As per the Truelist, the Machine Learning market is witnessing significant growth, with 80% of machine learning companies targeting e-commerce and retail sectors to drive business efficiency. TensorFlow leads the field, with 59% of professionals preferring it as their primary platform. Adoption of machine learning is delivering measurable impact; for example, Nissan achieved a 67% increase in conversion rates by leveraging machine learning models. 

Notably, 33% of IT leaders are utilizing machine learning for business analytics, underscoring its role in data-driven decision-making. In healthcare, 40% of newly filed patent applications incorporate AI or machine learning, highlighting the sector’s innovation potential. Moreover, 75% of companies employing machine learning have reported over a 10% improvement in customer satisfaction. These trends indicate a robust trajectory for the machine learning market across industries, as businesses increasingly recognize its capability to drive competitive advantage and enhance operational outcomes.

Key Takeaways

  • The Global Machine Learning Market is expected to grow by 791.0 billion, at a CAGR of 36.0% during the forecasted period.
  • By Component, the service segment is expected to lead in 2024 & is anticipated to dominate throughout the forecasted period.
  • By Enterprise Size, Large enterprises are expected to have a lead throughout the forecasted period.
  • By End User, the advertising & media sector is expected to be the dominant driver of the growth of the market in forecasted years.
  • North America is expected to hold a 30.4% share of revenue in the Global Machine Learning Market in 2024.
  • Some of the use cases of Machine Learning include NPL, predictive analytics, and more.

Use Cases:

  • Predictive Analytics: Machine learning is largely used for predictive analytics, where historical data is analyzed to make predictions about future events or trends, which include sales forecasting, demand prediction, financial market analysis, and weather forecasting. By training models on past data, ML algorithms can identify patterns & relationships that assist make accurate predictions.
  • Recommendation Systems: Recommendation systems use ML algorithms to analyze user preferences & behavior to suggest appropriate items or content, as these are commonly seen in e-commerce platforms, streaming services, social media platforms, & news websites. By analyzing user interactions & feedback, ML models can personalize recommendations, improve user engagement, & enhance customer satisfaction.
  • Image Recognition and Computer Vision: Machine learning plays an important role in image recognition & computer vision tasks, allowing computers to interpret and understand visual data. Applications like facial recognition, object detection, autonomous vehicles, medical image analysis, & quality control in manufacturing. CNNs are majorly used in these applications to extract features & classify images accurately.
  • Natural Language Processing (NLP): Natural Language Processing aims to enable computers to understand, interpret, & generate human language. ML techniques, mainly deep learning models like RNNs & Transformer models, have highly advanced NLP tasks like text classification, sentiment analysis, machine translation, chatbots, & text summarization. NLP has high applications across industries, like customer service, healthcare, finance, and legal.

Market Dynamic

Machine learning provides various benefits in organizational operations by streamlining tedious tasks inclined to human error. Automating decision-making processes not only minimizes errors but also reduces the time for developers to look into innovation. Chatbots & sentiment analysis provide standard uses of automation, providing better efficiency and less human intervention, which acts as a key driver for the machine learning market, enhancing business processes.
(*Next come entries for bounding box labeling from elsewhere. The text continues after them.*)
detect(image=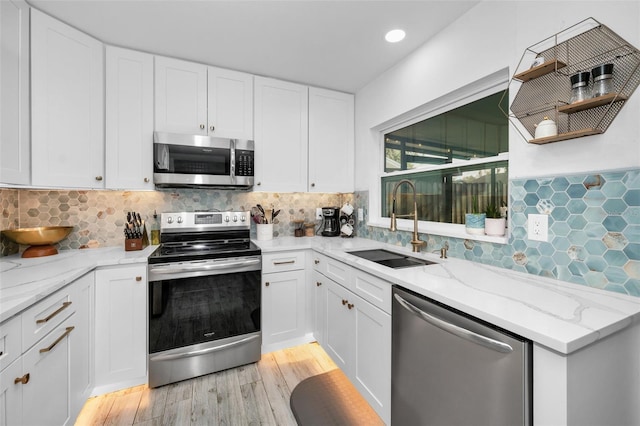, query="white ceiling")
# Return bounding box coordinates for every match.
[28,0,479,93]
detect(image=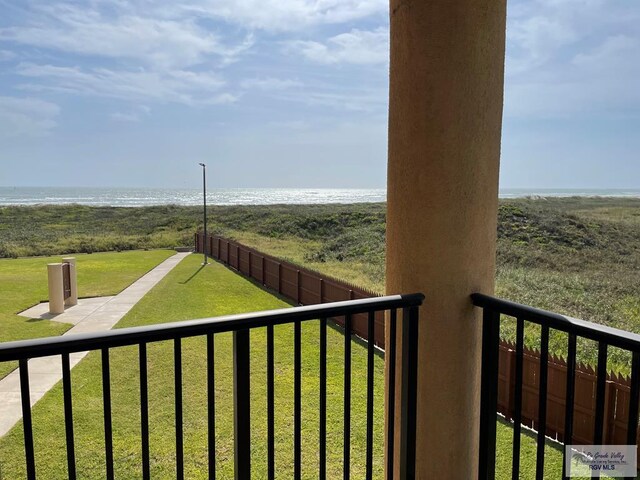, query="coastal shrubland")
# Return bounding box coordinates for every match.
[0,197,640,370]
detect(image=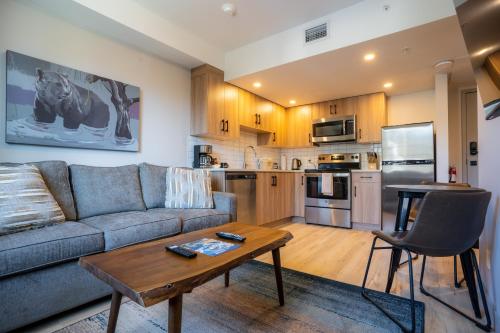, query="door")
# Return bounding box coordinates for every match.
[462,91,478,187]
[293,173,306,217]
[286,105,312,148]
[224,83,240,139]
[238,89,257,128]
[256,172,276,225]
[356,93,387,143]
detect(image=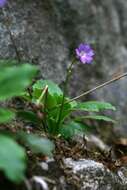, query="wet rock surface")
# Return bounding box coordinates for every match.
[33,158,127,190]
[0,0,127,133]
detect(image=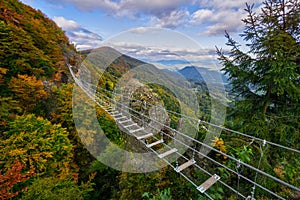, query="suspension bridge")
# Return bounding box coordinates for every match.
[68,65,300,200]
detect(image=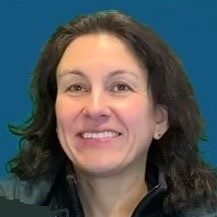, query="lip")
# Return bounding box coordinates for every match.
[77,128,123,148]
[76,128,122,138]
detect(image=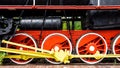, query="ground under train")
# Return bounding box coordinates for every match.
[0,0,120,64]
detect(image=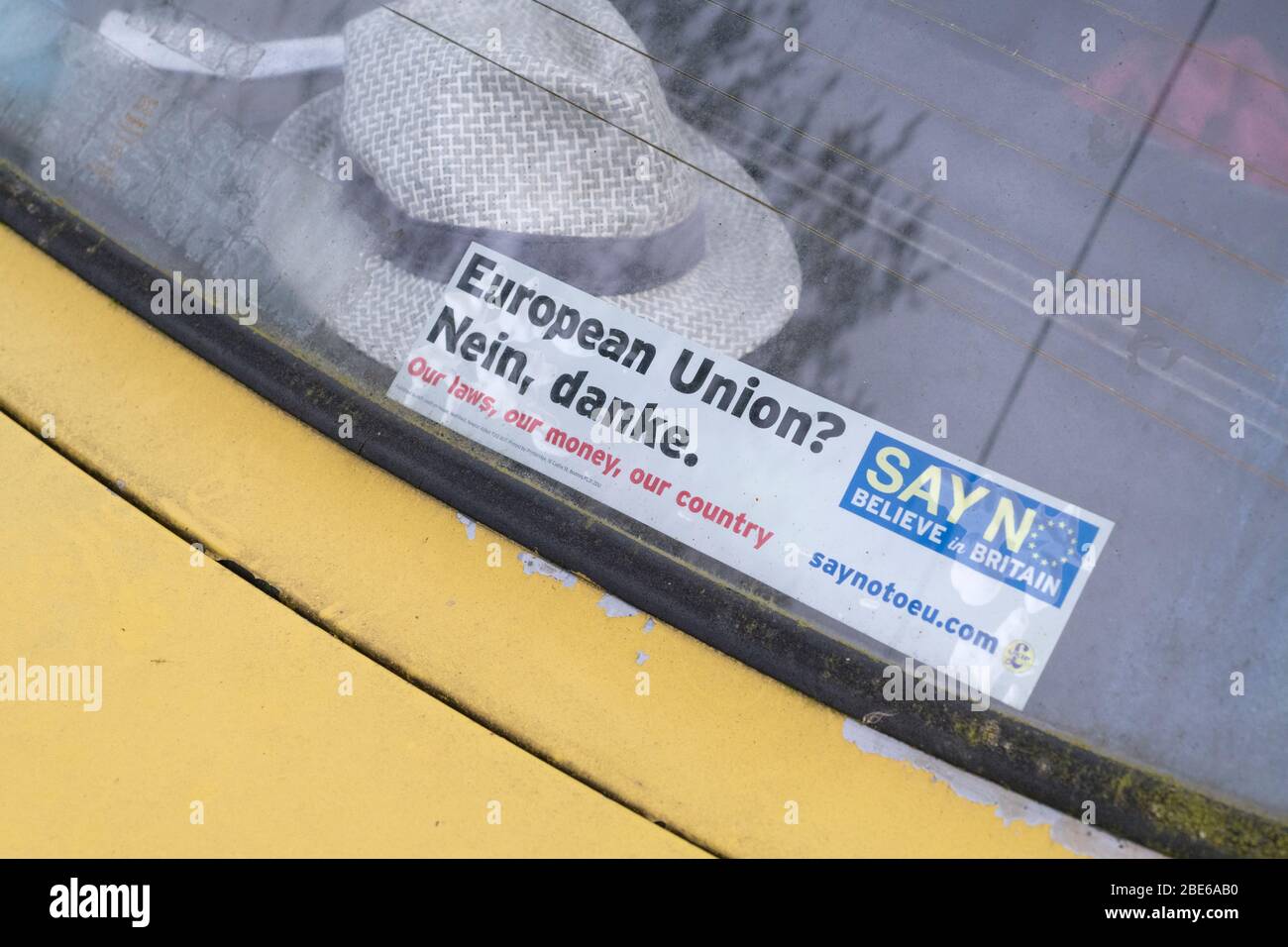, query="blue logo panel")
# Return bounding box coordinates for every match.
[841,432,1099,608]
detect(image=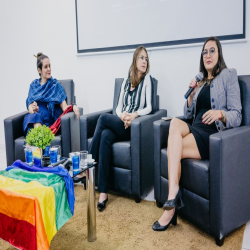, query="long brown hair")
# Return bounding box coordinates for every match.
[200,36,227,85]
[35,52,49,76]
[128,46,149,87]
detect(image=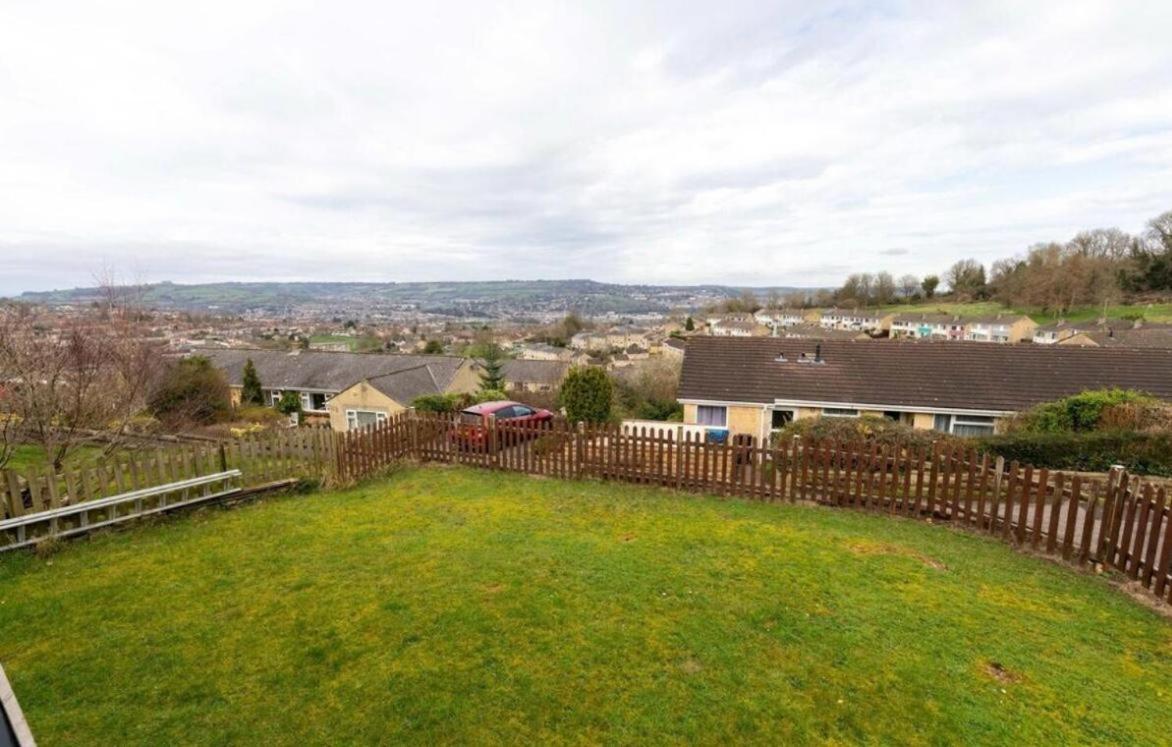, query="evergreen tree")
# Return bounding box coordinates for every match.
[560,366,614,423]
[240,358,265,406]
[481,342,505,392]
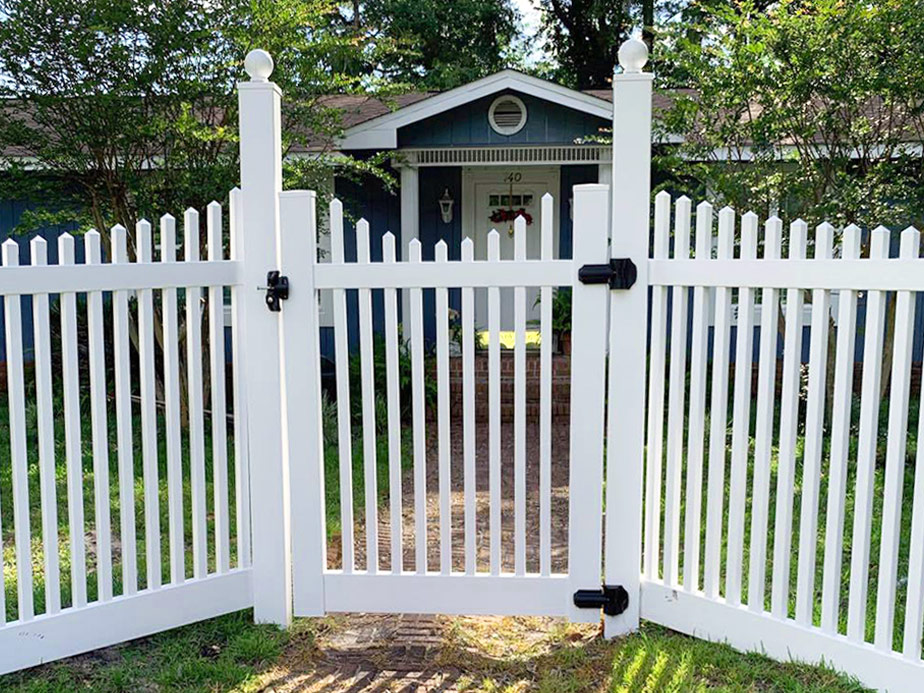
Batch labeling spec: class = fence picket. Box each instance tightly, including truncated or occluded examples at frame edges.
[770,219,808,618]
[382,232,404,575]
[330,200,354,575]
[434,240,452,575]
[356,219,379,574]
[462,238,478,575]
[683,202,712,592]
[111,226,138,595]
[408,238,427,575]
[206,201,231,573]
[84,229,112,602]
[539,193,554,575]
[874,227,921,652]
[488,229,502,575]
[796,223,834,624]
[664,196,690,585]
[135,220,162,589]
[228,188,251,568]
[160,214,186,585]
[725,212,757,606]
[703,207,735,598]
[3,238,35,621]
[752,217,783,613]
[643,190,671,579]
[821,224,860,634]
[30,236,61,614]
[183,209,208,579]
[513,216,526,575]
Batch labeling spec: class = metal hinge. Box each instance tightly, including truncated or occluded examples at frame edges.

However, the effectiveness of machine learning algorithms largely depends on the quality & authenticity of the data provided. Concerns grow in terms of data authenticity, as information collected from surveys & other sources may contain inaccuracies. Such irregularities can lead to uneven results and hinder the performance of machine learning models. In addition, improper or imbalanced data can impede program operations, creating challenges to the growth of the machine-learning market.

Research Scope and Analysis

By Component

The machine learning market by component is segmented into hardware, software, and services, with the services segment expected to lead in 2024. Also, the hardware segment is expected to witness the highest growth during the forecast period, which is due growing adoption of machine learning-optimized hardware, mainly in the development of specialized silicon processors integrating AI & ML capabilities. Also, companies like SambaNova Systems are driving hardware adoption by introducing processing devices with better power, contributing to industry expansion.

Machine Learning Market Application Share Analysis

Further, the software segment is projected to hold a moderate market share in the coming years. The rise in cloud-based applications, supported by better cloud infrastructure & hosting features, is expected to drive software usage. Cloud-based software provides flexibility, allowing smooth transitions from machine learning to deep learning applications. Moreover, there's an increase in demand for machine learning services, as managed services enable customers to effectively manage their ML tools & inspect through several dependency stacks.

By Deployment

The cloud-based segment is expected to lead the market in 2024 and is also anticipated to maintain its dominance in the market throughout the forecasted period, which is primarily driven by the broad availability of cloud computing, which greatly supports access to machine learning technologies. The growing adoption of cloud-based machine learning solutions across many organizations is driven by the strong services and high computational storage necessary for training algorithms. Cloud computing in the field of machine learning seeks to streamline operations within firms, providing low cost and flexibility.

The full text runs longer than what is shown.